Hi there, I'm moving down to San Diego at the end of September and I'd like to find a group to join. I'm 23 can drive to the games and am open to play anything, although I own books for D&D, Vampire, Werewolf, Mage, Shadowrun, The Wheel of Time. and Battle Tech. You can leave a post here or e-mail me at Goonforhire@comcast.net 

Thanks,

Ed


----------



## Chulainn (Aug 9, 2004)

you may want to check out this:

Good SD roleplaying site 

There is also a Players/Games Wanted section.

Welcome to SD also


----------



## goonforhire (Aug 11, 2004)

Thanks for the link Chulainn


----------



## Sholari (Aug 24, 2004)

A couple more resources for games in San Diego...

games.groups.yahoo.com/group/SDDND/
www.terrorlake.com/greyhawk
www.terrorlake.com/rpg


----------



## Drowbane (Aug 26, 2004)

*Odd...*

Greetings, 

I just thought I'd chime in... as I to shall soon be moving to SD.  If nothing else, we can always start a group.


----------



## goonforhire (Aug 26, 2004)

Hey that's for the extra links. Perhaps they'll give me something new to go with.


----------



## goonforhire (Aug 26, 2004)

I'm all for teaming up with you Drowbane. You can E-mail me at Goonforhire@comcast.net and we'll take it from there. Hope your move goes smoother than mine.


----------



## Drowbane (Oct 5, 2004)

Hiyas Goon, I'm in SD now.  My e-mail is down, see you in EN Chat?


----------



## goonforhire (Oct 26, 2004)

Hey Drowbane, I just got my internet back up and running the other day myself. My e-mail account is now Waylander@earthlink.net my AIM SN is still EAHanson2000, I'm never on EN-world chat so you'll have better luck IMing me or droping me a note. Look forward to talking to you soon.


----------



## Urbanmech (Oct 27, 2004)

Hey folks, I'm also going to be relocating to San Diego in the near future.  If you need an extra to make a group maybe we could work something out.


----------



## Haffrung Helleyes (Nov 13, 2004)

*San Diego Game*

Hey,

I'm going to start running a D&D 3.5 in downtown San Diego soon (within the next few weeks).  Drop me a note at k e n m t r a v e l l e r at yahoo dot com
(obfuscated to avoid spam) if you're interested in joining.

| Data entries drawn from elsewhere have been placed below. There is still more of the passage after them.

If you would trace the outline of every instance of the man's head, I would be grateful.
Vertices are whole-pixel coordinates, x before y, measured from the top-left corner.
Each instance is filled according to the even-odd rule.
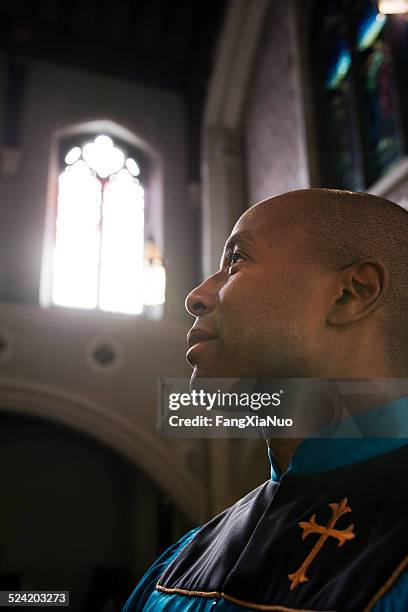
[[[408,213],[382,198],[305,189],[253,206],[187,297],[193,377],[406,376],[407,254]]]

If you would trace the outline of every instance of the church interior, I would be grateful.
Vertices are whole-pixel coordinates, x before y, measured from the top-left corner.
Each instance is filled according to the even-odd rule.
[[[111,612],[269,478],[263,440],[156,425],[157,380],[190,375],[185,297],[236,219],[308,187],[408,207],[408,2],[0,16],[0,590]]]

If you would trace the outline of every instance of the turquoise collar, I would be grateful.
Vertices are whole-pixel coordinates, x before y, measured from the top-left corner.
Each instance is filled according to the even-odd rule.
[[[381,432],[379,437],[378,432]],[[373,437],[376,436],[376,437]],[[408,396],[344,419],[335,432],[306,438],[297,448],[287,473],[315,474],[365,461],[408,443]],[[282,472],[268,449],[271,478]]]

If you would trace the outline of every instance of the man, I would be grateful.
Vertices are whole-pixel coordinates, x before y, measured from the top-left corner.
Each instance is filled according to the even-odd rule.
[[[381,198],[250,208],[187,297],[193,381],[407,377],[407,255],[408,213]],[[408,610],[408,402],[389,387],[393,437],[268,439],[271,480],[166,551],[125,610]],[[377,435],[375,403],[348,409]]]

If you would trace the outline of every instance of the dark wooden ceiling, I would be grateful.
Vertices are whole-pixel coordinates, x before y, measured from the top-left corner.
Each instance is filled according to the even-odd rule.
[[[0,47],[177,91],[194,140],[229,1],[2,0]]]

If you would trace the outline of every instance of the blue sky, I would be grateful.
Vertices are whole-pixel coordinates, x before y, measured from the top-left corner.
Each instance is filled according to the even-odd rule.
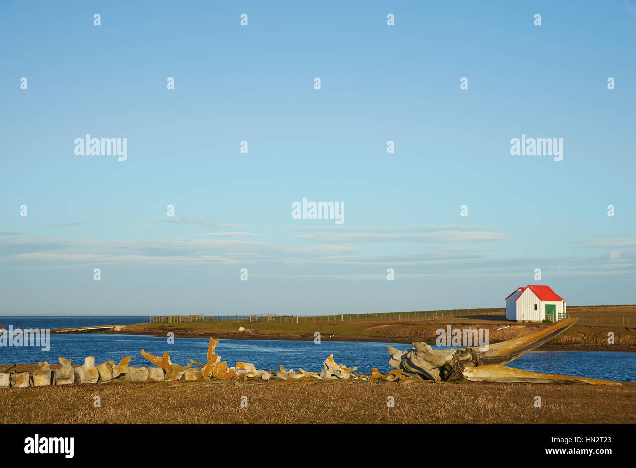
[[[0,3],[0,314],[635,302],[636,1],[112,3]]]

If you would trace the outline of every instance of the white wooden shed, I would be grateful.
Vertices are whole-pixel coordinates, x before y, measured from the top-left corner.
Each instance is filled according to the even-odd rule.
[[[565,300],[550,286],[528,285],[506,298],[506,318],[509,320],[558,322],[565,316]]]

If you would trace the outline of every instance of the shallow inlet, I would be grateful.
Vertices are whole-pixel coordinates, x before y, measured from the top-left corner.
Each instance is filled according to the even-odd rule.
[[[169,344],[167,338],[149,335],[85,334],[52,335],[50,350],[38,347],[0,347],[0,364],[32,364],[48,360],[57,364],[57,358],[71,358],[81,364],[84,358],[94,356],[95,362],[113,359],[119,361],[130,356],[131,365],[148,365],[139,355],[145,349],[154,355],[170,353],[172,360],[182,365],[190,359],[205,361],[207,338],[175,338]],[[387,372],[389,365],[387,345],[405,350],[403,343],[368,341],[328,341],[319,344],[313,341],[279,340],[228,340],[219,343],[216,352],[228,365],[237,361],[251,362],[257,369],[286,369],[319,371],[322,361],[330,354],[336,362],[348,367],[357,366],[357,372],[370,373],[371,367]],[[595,379],[636,381],[636,353],[605,351],[532,351],[513,361],[509,365],[517,369],[550,374],[562,374]]]

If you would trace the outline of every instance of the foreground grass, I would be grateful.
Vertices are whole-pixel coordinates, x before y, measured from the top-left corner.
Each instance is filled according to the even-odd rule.
[[[536,396],[541,408],[535,408]],[[95,408],[95,397],[101,408]],[[247,397],[247,407],[241,408]],[[387,407],[389,396],[394,408]],[[633,423],[621,387],[377,381],[195,381],[0,389],[0,423]]]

We'd be playing at Sundays, starting around 1pm, for 6-8 hours a session.  I currently have 4 players and am looking for two more.  We're all in our 30s.  I will probably run either the Dungeon Magazine adventure path series, although there is a small chance I will find time to detail something of my own.

Ken


----------



## goonforhire (Nov 20, 2004)

*Thanks for the offer Ken*

Hey thanks for the offer to join but I joined a group that plays on sundays from 5-9 so I'm afraid I can do it. If you run a game during the week some time I'd be more than happy to join, as long as games are run at night since I work in the field of paid muscle.


----------



## velm (Nov 20, 2004)

I was in SD for 2 years, and could not find a soul who gamed.  Just me and a buddy.  I tried to contact a few people here, got A response once.  Now, that I am gone from SD, people are popping up out of the woodwork, what gives?!?!?! 

(oh, wait, I fogot about that group that lived 30 minutes away from his place that we gamed at once.  Hmmm, what was it, ah, yes, a group of UBER characters, half-demons, and where everyone had a special power it seemed like.  and there were 8 people at least and the four of us at the far end of the table just about decided to do a side adventure because the one we were in was stupid.  At one point we were walking, or so we thought in the woods, then suddenly a dust storm in the distance could be seen, (hmmm, i thought we were in the woods?) we were confused by this 'cloud of dust' that is when the dm told us we were walking on a dirt road and the cloud of dust was in the distance.  Then without warning the 'cloud of dust' turned out to be riders who were suddenly 'right in front of us'.  YEah, that was the first and last time we played there.)


----------